The contrast between "Marxist nightmare" for Democratic victims and "cowardly act of violence" for a conservative one became a major talking point. It highlighted just how deep the partisan rot goes. If we can't even agree that a shooting is a tragedy without checking the victim's voter registration first, where are we actually going?

Breaking Down the Aftermath

The legal case against Boelter is still moving through the courts, but the political case against Lee’s social media habits is basically settled in the court of public opinion. He hasn't apologized. He just moved on to the next topic.

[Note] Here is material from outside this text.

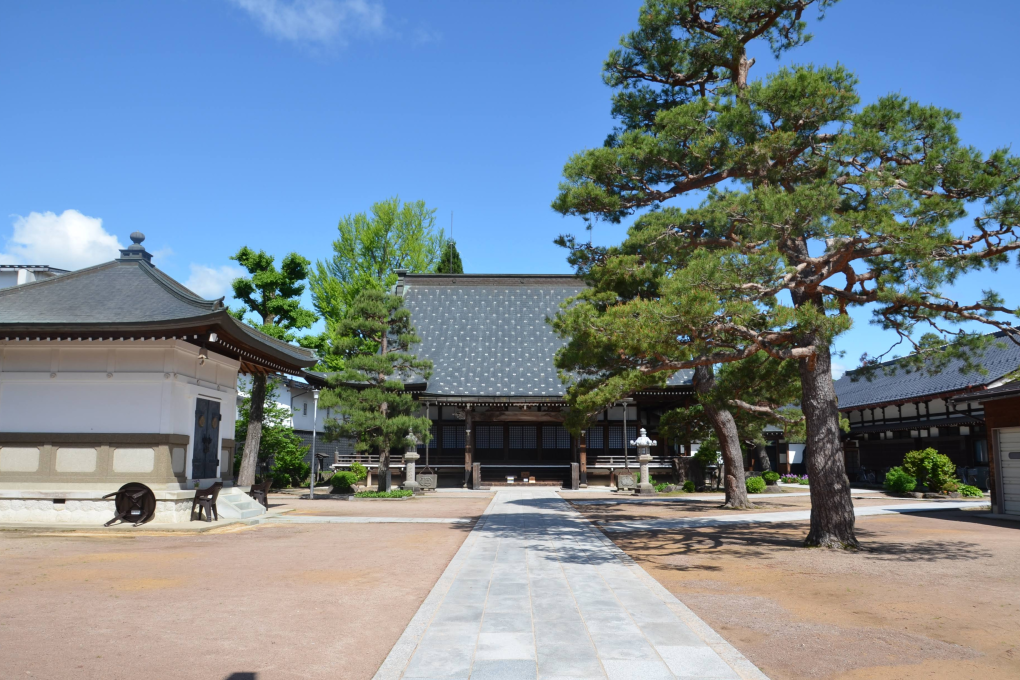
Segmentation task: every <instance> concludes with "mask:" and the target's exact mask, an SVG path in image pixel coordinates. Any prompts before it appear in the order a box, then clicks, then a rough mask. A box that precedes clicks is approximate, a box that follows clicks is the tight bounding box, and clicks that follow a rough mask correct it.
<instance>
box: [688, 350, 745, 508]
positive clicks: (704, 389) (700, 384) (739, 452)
mask: <svg viewBox="0 0 1020 680" xmlns="http://www.w3.org/2000/svg"><path fill="white" fill-rule="evenodd" d="M694 383H695V389H696V390H698V394H699V395H708V394H709V393H710V391H711V390H712V387H713V386H714V385H715V374H714V372H713V371H712V368H711V367H710V366H699V367H698V368H696V369H695V379H694ZM702 407H703V408H704V409H705V415H706V416H708V419H709V420H710V421H711V422H712V427H713V428H714V429H715V434H716V436H717V437H719V449H721V450H722V465H723V480H724V481H723V487H724V488H725V491H726V502H725V504H723V507H724V508H742V509H743V508H752V507H753V506H752V505H751V503H750V502H749V501H748V487H747V484H746V483H745V481H744V454H743V452H742V451H741V437H739V434H738V433H737V431H736V421H735V420H734V419H733V414H731V413H730V412H729V411H727V410H725V409H717V408H715V407H714V406H712V405H710V404H703V405H702Z"/></svg>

Here is what we know for sure about the Mike Lee Utah on Minnesota shooter situation:

  • The claims were baseless: There was no evidence Boelter was a Marxist or a leftist.
  • The timing was brutal: The posts went up while the victims' families were still in shock and the shooter was at large.
  • The pressure worked: It took direct, face-to-face confrontation from colleagues to get the posts taken down.
  • The "Based" brand continues: Despite the Minnesota incident, Lee hasn't slowed down his online persona.

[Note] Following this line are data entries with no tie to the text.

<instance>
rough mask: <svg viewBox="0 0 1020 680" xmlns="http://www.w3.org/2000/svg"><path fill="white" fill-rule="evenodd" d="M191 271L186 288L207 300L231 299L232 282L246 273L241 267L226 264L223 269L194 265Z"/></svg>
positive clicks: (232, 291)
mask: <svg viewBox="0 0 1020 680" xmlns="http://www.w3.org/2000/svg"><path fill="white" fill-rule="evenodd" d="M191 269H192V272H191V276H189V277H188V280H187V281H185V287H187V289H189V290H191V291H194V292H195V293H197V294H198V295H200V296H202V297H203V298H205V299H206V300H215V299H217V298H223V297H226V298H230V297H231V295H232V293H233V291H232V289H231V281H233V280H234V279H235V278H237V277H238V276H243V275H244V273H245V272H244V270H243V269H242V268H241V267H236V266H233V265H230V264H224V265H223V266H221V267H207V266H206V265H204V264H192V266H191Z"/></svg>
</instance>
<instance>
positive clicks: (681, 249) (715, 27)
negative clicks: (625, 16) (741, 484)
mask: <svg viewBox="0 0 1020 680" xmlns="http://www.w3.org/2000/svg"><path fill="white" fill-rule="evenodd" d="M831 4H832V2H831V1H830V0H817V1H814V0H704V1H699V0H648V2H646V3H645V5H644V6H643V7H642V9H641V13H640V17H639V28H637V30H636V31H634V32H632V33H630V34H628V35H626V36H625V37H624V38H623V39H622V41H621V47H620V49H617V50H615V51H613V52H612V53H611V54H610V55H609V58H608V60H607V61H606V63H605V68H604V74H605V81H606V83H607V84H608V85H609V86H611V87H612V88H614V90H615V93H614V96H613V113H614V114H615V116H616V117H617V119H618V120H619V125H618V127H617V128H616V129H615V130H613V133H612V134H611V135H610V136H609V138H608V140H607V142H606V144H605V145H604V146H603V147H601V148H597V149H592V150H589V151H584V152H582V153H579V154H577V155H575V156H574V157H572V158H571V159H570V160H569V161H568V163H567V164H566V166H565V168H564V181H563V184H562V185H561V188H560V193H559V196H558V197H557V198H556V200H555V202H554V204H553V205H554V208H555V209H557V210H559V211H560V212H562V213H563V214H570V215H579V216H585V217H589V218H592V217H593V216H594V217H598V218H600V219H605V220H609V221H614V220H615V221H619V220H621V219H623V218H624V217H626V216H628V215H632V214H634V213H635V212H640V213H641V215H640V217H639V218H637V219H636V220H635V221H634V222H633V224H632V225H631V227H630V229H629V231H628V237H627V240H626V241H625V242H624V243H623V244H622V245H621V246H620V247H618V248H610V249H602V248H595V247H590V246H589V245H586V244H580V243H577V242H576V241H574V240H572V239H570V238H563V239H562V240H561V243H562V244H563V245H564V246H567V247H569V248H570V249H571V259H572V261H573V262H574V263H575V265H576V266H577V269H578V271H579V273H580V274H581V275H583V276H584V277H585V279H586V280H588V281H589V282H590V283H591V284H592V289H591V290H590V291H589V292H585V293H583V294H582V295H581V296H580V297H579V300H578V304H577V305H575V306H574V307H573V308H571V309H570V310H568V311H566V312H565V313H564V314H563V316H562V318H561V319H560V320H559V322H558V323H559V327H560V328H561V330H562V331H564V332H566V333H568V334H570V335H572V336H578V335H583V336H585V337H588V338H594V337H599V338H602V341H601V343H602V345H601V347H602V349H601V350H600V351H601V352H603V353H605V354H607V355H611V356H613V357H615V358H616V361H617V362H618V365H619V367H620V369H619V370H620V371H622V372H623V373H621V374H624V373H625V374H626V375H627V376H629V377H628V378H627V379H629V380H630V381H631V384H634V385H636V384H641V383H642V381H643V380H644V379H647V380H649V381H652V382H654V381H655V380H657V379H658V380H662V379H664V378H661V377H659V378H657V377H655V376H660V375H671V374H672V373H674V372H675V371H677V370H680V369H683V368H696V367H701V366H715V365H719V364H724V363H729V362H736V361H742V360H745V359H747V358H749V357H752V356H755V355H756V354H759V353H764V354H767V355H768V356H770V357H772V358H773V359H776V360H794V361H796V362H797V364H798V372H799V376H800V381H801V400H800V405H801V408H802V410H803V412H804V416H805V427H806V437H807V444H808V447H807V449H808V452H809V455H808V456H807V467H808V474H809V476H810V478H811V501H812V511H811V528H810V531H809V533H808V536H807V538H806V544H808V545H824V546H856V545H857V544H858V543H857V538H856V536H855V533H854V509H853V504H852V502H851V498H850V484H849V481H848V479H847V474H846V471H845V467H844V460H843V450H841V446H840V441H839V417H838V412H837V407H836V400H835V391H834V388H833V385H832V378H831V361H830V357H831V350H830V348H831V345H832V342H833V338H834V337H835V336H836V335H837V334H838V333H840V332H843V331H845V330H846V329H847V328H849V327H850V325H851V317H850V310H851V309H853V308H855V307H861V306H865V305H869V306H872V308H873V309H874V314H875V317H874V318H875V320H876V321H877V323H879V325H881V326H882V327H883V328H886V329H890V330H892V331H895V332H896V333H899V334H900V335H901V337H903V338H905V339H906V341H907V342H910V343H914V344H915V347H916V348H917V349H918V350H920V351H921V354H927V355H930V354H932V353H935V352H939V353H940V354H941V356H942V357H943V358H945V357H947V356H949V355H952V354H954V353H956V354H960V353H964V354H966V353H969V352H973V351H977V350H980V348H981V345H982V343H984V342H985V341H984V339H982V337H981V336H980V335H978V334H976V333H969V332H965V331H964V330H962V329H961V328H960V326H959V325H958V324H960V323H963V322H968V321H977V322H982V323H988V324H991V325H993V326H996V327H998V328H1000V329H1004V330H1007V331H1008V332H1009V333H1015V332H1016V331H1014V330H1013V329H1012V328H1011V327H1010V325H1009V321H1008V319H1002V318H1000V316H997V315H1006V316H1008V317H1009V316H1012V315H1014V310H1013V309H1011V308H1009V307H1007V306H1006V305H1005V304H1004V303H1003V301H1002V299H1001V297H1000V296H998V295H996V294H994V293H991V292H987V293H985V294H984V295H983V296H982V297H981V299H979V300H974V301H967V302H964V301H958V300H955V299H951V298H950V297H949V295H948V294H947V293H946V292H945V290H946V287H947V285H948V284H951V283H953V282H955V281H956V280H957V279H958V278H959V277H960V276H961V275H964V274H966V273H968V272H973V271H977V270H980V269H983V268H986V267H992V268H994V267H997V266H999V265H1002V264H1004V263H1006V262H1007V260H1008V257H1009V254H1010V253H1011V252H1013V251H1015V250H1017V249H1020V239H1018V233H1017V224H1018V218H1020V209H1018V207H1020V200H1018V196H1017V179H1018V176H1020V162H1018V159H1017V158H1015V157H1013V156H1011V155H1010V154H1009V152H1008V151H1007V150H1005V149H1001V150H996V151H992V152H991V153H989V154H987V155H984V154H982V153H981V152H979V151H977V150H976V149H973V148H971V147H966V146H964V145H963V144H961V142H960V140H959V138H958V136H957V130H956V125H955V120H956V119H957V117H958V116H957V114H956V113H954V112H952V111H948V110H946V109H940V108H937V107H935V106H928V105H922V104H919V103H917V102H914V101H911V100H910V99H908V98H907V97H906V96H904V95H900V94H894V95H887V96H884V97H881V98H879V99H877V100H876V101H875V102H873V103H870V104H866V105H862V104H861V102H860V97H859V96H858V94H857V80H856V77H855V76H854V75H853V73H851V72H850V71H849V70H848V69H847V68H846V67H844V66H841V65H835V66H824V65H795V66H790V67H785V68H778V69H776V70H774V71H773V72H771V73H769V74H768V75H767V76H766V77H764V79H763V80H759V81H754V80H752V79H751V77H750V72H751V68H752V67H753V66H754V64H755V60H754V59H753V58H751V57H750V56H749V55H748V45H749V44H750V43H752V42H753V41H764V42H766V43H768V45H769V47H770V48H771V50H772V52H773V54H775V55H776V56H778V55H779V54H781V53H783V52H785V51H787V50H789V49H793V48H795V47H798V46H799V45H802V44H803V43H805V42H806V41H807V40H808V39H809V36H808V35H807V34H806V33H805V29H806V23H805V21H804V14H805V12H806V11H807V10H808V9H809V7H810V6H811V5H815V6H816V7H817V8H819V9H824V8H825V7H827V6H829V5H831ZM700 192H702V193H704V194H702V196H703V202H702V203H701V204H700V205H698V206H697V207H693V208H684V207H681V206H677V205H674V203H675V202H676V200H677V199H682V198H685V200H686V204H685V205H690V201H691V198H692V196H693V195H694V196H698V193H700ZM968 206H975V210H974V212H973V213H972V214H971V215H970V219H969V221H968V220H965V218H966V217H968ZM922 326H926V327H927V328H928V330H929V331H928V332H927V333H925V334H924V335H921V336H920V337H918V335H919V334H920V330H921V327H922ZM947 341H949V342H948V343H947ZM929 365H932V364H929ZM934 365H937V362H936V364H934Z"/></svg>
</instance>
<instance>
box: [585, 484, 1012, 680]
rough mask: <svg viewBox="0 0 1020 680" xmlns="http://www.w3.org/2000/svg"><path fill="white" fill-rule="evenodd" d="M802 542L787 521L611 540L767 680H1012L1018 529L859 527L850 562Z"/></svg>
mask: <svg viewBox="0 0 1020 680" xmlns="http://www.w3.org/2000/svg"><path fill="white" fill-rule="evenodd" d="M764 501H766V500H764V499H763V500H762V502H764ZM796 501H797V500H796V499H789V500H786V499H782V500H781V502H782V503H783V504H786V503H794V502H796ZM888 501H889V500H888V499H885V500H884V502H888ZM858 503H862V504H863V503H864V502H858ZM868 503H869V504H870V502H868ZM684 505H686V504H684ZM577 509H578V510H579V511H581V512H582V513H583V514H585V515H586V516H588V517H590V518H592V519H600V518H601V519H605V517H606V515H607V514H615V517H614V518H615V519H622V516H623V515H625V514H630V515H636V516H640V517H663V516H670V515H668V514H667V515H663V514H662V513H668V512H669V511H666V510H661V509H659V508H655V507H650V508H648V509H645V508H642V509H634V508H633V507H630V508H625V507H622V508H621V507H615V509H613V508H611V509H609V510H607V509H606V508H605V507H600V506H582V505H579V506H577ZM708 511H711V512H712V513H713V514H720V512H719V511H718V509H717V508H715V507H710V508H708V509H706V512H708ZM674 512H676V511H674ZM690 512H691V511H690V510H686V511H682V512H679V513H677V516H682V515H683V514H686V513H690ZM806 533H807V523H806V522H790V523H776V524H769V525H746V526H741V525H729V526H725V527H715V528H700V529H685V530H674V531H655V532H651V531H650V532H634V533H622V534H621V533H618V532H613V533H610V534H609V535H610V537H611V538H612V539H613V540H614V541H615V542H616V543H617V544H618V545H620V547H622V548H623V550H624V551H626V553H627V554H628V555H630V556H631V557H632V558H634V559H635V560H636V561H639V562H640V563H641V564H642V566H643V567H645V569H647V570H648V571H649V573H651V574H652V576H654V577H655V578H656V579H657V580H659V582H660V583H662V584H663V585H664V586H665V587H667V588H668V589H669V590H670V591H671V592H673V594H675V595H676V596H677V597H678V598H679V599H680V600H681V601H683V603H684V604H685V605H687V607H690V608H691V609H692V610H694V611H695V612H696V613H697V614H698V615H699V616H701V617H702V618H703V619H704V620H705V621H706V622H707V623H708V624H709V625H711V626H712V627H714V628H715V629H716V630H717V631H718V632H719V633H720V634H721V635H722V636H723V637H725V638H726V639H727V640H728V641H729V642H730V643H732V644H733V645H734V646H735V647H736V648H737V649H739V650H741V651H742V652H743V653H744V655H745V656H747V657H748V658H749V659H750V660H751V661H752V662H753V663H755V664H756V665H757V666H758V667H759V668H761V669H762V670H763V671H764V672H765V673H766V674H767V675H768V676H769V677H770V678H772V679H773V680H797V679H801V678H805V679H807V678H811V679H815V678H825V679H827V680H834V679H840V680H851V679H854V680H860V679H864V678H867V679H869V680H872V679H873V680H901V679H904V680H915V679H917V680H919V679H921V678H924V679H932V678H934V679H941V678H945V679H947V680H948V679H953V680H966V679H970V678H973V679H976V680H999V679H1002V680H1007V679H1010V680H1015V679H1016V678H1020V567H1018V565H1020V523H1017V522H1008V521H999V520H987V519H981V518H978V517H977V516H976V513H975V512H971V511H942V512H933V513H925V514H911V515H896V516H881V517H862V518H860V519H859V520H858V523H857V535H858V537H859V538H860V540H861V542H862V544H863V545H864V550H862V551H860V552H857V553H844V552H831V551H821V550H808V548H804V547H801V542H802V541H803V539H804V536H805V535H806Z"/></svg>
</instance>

Actionable Steps for Navigating Political News

It's easy to get sucked into the rage-bait. When a high-profile figure like a Senator posts something shocking during a tragedy, your brain wants to react immediately. Here is how to handle it next time:

  1. Wait 24 Hours: In almost every mass shooting or political tragedy, the "first news" is wrong. Whether it's the shooter's identity, their motive, or the weapon used, the initial 12-24 hours are a fog of war.
  2. Check the "Other" Account: If a politician has a personal and an official account, compare them. The gap between the two usually tells you exactly what kind of game they are playing.
  3. Look for Primary Sources: Instead of trusting a tweet about a "Marxist" or "Fascist" motive, wait for the police press conference or the unsealed indictment. Those documents don't care about "likes" or "retweets."
  4. Demand Nuance: If a story feels too "perfect" for one political side’s narrative, it’s probably being spun. Real life is usually messier and less convenient than a political meme.

The Minnesota shootings were a horrific act of violence that shattered families. Using that moment for "sick burns" on social media might win a few followers, but as his colleagues reminded him, it comes at a massive cost to the dignity of the office.

Understand the difference between a representative and an influencer. When those lines blur, the truth is usually the first thing to go.


Next Steps: You can look up the official court filings for the Vance Boelter case to see the full list of evidence collected from his residence, which provides a much clearer picture of his actual motivations than any social media post.